Heraflux then reviewed the storage architecture, and found that the storage architecture was being overwhelmed by the sheer volume of database requests. The storage controllers had four 1GbE network adapters per controller, but even with the active multipathing configuration at the switch and VMware layers configured properly according to the storage manufacturer, only two 1GbE network adapters were being used for a given workload stream. When various SQL Server operations were taking place, such as index and statistics maintenance, database backups, or even as quick as long running reports triggered by end users, the network adapters on the SAN controllers were hitting maximum throughput capacity, and the storage latency would spike at the VMware and in-guest Windows layers.
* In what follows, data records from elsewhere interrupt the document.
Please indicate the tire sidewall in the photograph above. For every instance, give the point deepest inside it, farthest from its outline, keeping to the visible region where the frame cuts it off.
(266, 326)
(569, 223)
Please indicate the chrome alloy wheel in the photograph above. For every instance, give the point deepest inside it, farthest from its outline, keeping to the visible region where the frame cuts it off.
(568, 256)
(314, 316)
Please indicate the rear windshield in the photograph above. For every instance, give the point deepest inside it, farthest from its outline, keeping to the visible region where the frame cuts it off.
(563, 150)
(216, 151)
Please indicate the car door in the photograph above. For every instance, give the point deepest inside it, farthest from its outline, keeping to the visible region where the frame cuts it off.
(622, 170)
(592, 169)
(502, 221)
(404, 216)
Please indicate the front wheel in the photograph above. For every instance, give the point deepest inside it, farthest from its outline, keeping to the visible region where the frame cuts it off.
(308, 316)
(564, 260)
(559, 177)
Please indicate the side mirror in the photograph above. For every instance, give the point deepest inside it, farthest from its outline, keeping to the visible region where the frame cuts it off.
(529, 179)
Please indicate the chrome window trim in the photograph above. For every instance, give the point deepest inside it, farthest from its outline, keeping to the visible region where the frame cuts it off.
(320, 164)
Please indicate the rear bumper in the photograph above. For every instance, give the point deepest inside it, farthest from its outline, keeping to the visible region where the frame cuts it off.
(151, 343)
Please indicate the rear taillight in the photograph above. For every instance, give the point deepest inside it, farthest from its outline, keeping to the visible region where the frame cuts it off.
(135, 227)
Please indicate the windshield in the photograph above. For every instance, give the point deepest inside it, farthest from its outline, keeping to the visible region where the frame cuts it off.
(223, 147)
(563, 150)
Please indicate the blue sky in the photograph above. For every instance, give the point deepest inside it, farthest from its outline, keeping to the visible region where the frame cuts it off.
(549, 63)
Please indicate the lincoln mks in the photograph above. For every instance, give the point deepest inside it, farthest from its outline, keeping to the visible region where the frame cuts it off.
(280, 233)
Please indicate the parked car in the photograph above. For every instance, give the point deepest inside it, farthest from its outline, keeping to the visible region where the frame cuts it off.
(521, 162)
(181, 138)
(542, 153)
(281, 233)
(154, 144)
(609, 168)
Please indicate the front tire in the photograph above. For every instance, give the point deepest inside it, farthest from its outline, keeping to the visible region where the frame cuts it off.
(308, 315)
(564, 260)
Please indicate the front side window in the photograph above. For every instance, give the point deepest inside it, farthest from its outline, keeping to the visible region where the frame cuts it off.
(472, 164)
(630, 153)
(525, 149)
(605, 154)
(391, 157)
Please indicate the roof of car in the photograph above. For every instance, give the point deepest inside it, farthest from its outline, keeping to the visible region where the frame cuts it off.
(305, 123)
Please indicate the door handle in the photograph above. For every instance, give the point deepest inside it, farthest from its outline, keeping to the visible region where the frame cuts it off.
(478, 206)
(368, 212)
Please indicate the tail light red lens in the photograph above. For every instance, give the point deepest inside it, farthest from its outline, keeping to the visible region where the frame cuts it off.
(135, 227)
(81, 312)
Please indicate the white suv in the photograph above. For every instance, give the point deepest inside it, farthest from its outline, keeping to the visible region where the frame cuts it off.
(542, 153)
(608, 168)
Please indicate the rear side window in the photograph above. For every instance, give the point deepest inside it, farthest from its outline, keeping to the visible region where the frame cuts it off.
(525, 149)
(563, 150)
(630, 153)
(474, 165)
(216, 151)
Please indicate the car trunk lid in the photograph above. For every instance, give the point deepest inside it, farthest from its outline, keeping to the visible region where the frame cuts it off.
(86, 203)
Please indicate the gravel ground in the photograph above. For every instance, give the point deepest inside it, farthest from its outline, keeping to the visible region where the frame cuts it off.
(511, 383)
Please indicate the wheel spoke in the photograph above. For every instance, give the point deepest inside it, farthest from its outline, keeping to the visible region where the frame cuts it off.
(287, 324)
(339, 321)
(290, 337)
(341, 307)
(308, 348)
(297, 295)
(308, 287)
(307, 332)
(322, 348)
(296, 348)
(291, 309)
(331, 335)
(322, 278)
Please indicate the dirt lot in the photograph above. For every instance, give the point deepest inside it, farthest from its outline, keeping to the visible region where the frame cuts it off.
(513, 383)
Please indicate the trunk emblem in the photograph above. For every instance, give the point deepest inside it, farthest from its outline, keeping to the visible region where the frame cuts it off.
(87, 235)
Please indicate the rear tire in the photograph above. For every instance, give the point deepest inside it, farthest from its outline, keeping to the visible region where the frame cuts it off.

The storage controller cache was also insufficient to accommodate the workload demands as well, with the controller cache hit ratios falling dramatically during these operations.
To remediate this, the vendor was contacted to determine why only two of the four storage controller NICs were in use for active multipathing, but the vendor claimed that this was an underlying design principal and could not be chanced. The Client then replaced these controllers with new controllers containing 2x10GbE network adapters and greater amounts of cache memory.
The end result was that the SQL Server databases were now able to access the storage subsystem faster than ever with no bottlenecking at the network interconnect layer, and every single database transaction’s performance increased substantially. The databases were performing better than ever, and the SQL Server Availability Group stability returned to normal.
The SQL Server Availability Group layer maintained normal availability functions without exhibiting the random failovers.
The WSFC-layer in Windows reported no errors after the controllers were replaced, and resumed normal availability operations afterwards.
The SQL Server databases now performed better than before, thanks to the improved network throughput performance and increased controller cache amounts.